Last year I first made the acquaintance of Stefan Zweig and his work; I read two lovely Pushkin Press volumes, “Letter from an Unknown Woman” and “Journey into the Past”. Both were intense, emotional reads and I’ve since amassed a few more volumes of his which are teetering about on Mount TBR. “Confusion” is another Pushkin book, similar in style to the Szerb I read recently, and I do like these cute little books – French flaps, lovely thick paper – they really enhance the reading experience!

Anyway, enough rambling! “Confusion” is another of Zweig’s short, intense novellas, subtitled “The Private Papers of Privy Councillor R von D”. Our narrator, who is eventually named as Roland, is a retiring scholar who has been presented with a volume created in his honour (a ‘Festschrift’) which purports to cover his life. Ruefully, Roland looks back on his past and realises that they actually know nothing about the most important part of his life, when in his youth he experienced a friendship that changed him forever.

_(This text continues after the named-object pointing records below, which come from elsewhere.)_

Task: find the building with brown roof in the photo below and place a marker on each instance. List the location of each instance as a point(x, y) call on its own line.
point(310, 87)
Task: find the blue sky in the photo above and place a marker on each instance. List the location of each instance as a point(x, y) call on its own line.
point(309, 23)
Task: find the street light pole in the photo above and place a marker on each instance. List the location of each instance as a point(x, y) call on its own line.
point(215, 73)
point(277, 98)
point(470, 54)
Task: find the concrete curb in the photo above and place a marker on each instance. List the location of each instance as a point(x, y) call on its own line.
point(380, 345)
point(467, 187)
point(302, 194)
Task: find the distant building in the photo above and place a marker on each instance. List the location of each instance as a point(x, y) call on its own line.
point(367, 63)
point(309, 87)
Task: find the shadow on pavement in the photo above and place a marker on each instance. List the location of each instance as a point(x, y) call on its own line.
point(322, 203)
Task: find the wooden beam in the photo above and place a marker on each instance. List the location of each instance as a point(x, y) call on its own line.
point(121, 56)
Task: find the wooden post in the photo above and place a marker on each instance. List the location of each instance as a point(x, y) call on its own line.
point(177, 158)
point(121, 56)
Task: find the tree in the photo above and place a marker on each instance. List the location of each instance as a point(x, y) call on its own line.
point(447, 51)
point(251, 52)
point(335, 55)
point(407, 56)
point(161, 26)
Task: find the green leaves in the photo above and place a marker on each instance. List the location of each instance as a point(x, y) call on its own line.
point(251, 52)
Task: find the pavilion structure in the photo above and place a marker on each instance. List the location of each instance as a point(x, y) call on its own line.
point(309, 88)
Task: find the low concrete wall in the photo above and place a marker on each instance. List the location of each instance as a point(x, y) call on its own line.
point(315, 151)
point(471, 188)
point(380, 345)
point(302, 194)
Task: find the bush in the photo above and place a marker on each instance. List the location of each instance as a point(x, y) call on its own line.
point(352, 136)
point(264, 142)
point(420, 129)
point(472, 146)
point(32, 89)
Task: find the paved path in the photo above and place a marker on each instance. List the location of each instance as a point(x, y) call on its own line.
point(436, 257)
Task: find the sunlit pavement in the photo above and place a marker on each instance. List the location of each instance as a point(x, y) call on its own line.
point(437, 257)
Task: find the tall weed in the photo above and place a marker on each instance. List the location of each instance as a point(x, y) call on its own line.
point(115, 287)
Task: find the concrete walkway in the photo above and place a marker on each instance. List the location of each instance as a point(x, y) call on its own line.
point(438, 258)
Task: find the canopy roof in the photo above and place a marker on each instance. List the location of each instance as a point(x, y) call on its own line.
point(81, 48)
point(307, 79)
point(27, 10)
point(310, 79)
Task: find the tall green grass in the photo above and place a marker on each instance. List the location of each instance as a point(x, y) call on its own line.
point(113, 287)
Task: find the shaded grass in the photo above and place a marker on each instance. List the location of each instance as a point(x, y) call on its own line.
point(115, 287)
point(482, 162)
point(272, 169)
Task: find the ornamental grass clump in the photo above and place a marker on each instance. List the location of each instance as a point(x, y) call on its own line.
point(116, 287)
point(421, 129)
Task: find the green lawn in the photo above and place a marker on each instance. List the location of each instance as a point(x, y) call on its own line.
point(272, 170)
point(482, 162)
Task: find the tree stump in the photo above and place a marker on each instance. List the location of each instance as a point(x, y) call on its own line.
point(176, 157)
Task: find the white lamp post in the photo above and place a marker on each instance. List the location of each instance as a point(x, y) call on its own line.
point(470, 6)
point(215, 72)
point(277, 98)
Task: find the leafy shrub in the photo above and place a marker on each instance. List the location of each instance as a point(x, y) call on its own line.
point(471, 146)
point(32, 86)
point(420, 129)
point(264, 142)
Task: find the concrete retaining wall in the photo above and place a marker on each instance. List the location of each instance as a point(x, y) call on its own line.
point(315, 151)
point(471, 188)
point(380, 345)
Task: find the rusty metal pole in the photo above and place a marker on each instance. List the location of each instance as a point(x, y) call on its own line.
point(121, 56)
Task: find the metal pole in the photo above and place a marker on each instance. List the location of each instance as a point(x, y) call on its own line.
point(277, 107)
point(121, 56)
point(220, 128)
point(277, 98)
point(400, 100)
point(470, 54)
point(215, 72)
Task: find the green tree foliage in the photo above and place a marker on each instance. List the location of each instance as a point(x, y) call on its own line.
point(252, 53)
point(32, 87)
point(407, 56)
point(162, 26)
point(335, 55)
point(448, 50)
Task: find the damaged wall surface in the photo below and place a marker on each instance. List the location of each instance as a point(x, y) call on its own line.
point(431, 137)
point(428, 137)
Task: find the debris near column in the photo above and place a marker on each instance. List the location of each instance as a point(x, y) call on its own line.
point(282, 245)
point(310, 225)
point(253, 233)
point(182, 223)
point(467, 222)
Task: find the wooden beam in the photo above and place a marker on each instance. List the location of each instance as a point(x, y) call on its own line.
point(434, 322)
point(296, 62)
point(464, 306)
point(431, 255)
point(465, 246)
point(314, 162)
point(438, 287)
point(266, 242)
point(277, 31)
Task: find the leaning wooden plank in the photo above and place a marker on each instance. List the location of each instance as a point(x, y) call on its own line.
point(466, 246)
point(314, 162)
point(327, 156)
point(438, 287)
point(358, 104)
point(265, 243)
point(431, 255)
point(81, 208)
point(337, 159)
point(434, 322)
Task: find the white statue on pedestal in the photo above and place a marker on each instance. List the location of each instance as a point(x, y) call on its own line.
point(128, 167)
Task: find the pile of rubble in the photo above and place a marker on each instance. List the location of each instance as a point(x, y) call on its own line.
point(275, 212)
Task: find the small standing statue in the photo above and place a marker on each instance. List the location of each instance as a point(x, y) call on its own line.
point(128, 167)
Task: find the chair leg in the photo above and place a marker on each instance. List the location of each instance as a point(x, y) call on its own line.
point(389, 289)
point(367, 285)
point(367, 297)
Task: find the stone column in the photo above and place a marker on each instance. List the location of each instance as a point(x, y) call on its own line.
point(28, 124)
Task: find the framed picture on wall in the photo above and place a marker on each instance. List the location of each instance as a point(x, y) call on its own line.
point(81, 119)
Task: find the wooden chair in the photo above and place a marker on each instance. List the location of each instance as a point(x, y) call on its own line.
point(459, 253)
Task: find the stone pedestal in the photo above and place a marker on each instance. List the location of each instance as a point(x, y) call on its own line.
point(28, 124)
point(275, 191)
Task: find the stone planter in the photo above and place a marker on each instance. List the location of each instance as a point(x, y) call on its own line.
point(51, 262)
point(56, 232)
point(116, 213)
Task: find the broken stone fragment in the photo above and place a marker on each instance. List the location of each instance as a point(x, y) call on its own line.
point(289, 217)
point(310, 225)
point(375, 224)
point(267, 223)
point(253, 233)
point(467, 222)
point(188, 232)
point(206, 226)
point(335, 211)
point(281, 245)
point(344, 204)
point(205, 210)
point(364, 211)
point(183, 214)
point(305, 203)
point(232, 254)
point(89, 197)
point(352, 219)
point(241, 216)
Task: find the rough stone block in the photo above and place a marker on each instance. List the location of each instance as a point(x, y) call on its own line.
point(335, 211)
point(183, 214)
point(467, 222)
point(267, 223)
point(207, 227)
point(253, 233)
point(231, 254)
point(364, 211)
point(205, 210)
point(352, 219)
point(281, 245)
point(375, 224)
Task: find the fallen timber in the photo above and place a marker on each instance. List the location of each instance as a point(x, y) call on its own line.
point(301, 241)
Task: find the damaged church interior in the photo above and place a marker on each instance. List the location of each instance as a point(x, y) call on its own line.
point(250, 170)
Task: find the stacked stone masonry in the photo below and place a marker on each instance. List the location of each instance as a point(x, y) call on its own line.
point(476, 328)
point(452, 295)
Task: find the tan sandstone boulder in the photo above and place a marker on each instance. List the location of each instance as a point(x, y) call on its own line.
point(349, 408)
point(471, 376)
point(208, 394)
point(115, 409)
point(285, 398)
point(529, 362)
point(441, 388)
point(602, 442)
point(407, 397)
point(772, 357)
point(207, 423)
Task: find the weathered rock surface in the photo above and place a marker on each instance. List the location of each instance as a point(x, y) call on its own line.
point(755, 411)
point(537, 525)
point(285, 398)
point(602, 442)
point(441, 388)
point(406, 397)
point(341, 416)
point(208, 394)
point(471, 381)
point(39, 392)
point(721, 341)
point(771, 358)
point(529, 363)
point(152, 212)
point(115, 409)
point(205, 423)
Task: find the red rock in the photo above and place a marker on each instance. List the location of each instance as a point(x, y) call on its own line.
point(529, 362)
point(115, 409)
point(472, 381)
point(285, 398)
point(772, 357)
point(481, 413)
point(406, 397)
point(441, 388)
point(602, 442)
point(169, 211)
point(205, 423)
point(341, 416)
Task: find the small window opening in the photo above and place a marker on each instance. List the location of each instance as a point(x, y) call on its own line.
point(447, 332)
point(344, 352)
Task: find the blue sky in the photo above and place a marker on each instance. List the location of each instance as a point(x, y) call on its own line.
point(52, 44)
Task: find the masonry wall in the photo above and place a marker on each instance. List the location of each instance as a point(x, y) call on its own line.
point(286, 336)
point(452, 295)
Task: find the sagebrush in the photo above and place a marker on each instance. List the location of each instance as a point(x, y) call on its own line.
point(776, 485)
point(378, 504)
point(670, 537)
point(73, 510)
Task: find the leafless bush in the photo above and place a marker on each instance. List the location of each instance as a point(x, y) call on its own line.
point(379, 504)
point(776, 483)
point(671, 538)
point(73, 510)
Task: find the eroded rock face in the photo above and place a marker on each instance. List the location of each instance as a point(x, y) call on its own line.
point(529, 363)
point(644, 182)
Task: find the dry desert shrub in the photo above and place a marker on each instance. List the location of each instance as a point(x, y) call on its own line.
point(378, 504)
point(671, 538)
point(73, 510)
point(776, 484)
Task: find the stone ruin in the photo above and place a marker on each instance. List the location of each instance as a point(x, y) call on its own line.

As a young man, Roland was sent to university in Berlin, and rebelled against his sober background by going wild in the city. To counteract this dissipation, he is sent to a provincial university and meets the man who will change his life – an unnamed professor of English. The professor is a strange character – moody, changeable, bored by some types of teaching but, when he is allowed to improvise and soar mentally his teaching is inspirational. Roland is immediately drawn to him, with a quite excessive intellectual passion. But the professor has a secret – all is not well between him and his wife; there are mutterings from others in the university about him; he is somewhat ostracised and Roland finds the same thing happening to him. As their work progresses, Roland is drawn closer to the Professor and his wife. He yearns to know the secret, but fears it also. Will all be revealed?

“Confusion” is an appropriate title, as Roland spends much of the book in this state, unable to always comprehend his Professor’s changing moods, puzzled by the relationship between the man and his wife; but the Professor is also confused as becomes clear as the narrative reaches a climax. Events reach the point of no return and Roland finds out the truth of the confusion of the Professor’s life – a truth that will stay with him throughout his life.

To the modern reader, the secret is probably quite obvious before the end, but as the endnote to the book points out, Zweig was very much a writer of passion. The extreme emotions feature in all of the works of his I’ve read, and this is no exception. The characters are in thrall to intense feelings which often overwhelm them. But the book has another topic – it glows with the joy of learning, receiving knowledge from an inspirational tutor, the flights the mind can take in the right circumstances. The Professor is a truly gifted tutor when he wants to be – the kind of teacher we have all probably encountered at least once in our life, someone who has the knack of transmitting their love and knowledge of the subject in a way few have.

Like the other Zweigs I’ve read, this is a little gem of a book. His passions are often cerebral, reflecting the fine line between a love of the soul and a physical love. His work is vivid and his stories involving and moving; reading too much in one sitting would be rather like eating a very rich cake!  I shall definitely read more of Stefan Zweig’s work and I feel he’s an author best appreciate in small doses; unlike some who you have to gulp down all at once when you’ve discovered their work. To do that wouldn’t do justice to the beauty of his prose!